準大手繊維会社の管財課長という堅い、さえない40歳の男が小林桂樹で、実は課内の女事務員・原知佐子を新大久保のアパートに囲っているというか、関係を持っていて、妻の中北千枝子には勿論内緒。
原と熱いひと時を過ごした帰り、道の角で近所の男の織田政雄に会い、つい会釈してしまう。
これが、保険外交員の織田が、その客の向島にいる女(役者は不明)が殺害されて、その犯人にされてしまう。刑事が西村晃で、実に鋭い演技をする。
織田は、新大久保で小林に会ったアリバイを申し立てるが、原との関係がばれてはこまる小林は、警察でも検察でも否認し、渋谷で映画を見ていたという。
そのために、原は古本屋で『キネマ旬報』を買って、筋書きを小林に暗記させるが、この店は神保町の矢口書店だろう。
ついには、織田の妻の菅井きんと弁護士の三津田健が、小林の自宅に来て懇願するが、それでも否認する。
原を見染めた、部長の知り合いの若者がいて、彼と結婚することになり、小林と原は、潮時ときれいに別れる。
だが、原が新大久保から別のアパートに引っ越したとき、彼女は、そこの大学生の江原達や児玉清(ここでは小玉清)らと仲良くなるが、江原は、ヤクザの小池朝雄から麻雀の負けを催促されていて、それを小林に払えと言い、小林も同意して、彼らのアパートの行くと、江原 達怡は殺されている。
動転した小林は、逮捕されて西村の取り調べを受ける。
その時、新橋で映画を見ていましたというと、西村は
「今度も映画ですか!」と笑う。
小林には、目撃者がいず、被害者の血液が付着していたからだ。
最後、小林は、すべてを自白し、釈放され、織田も無罪となるが、小林は家も会社も失うのだった。

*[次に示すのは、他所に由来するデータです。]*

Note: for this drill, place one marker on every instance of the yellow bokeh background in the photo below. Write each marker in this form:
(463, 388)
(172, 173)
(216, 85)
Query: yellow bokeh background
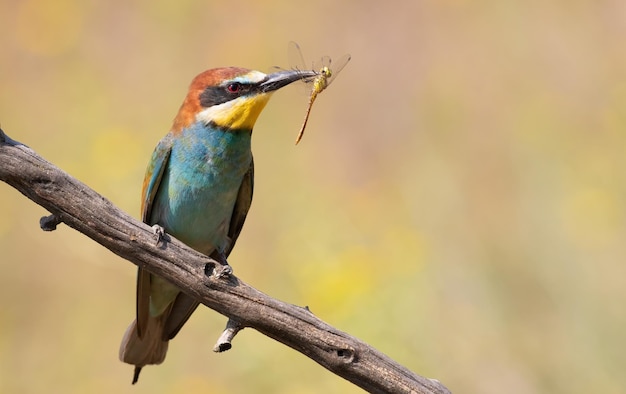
(458, 200)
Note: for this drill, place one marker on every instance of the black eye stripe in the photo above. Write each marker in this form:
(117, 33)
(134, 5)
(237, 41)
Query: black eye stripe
(215, 95)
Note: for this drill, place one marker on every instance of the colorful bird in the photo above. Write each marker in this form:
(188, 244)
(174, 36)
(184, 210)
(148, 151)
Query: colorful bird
(198, 188)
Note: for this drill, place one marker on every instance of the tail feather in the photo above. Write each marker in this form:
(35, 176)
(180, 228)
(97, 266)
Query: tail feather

ともかく小林以下、役者が素晴らしい。原知佐子も、ネグリジェやショートパンツ姿で実にエロい。
菅井きんと三津田健の弁護士、佐々木孝丸の裁判長、中北千枝子をかなりきれいに撮っていて、「こんないい奥さんがいるのに」思わせ、浮気する小林桂樹の愚かさ。
音楽は重厚な作風の池野成だが、大映作品と異なりかなり控えめ。
これを見るのは、3回目で、今回この小林桂樹と織田政雄が、同じサラリーマンだが、小林は丸の内の大手企業で、織田は、おそらくは歩合制の保険外交員という、「階級差」を描いていることに気づいた。
監督の堀川弘通らは、大手サラリーマンの小林桂樹らの性向にやや批判的に思える。
それは、原作の松本清張のものか、堀川や脚本の橋本忍のものかは不明だが。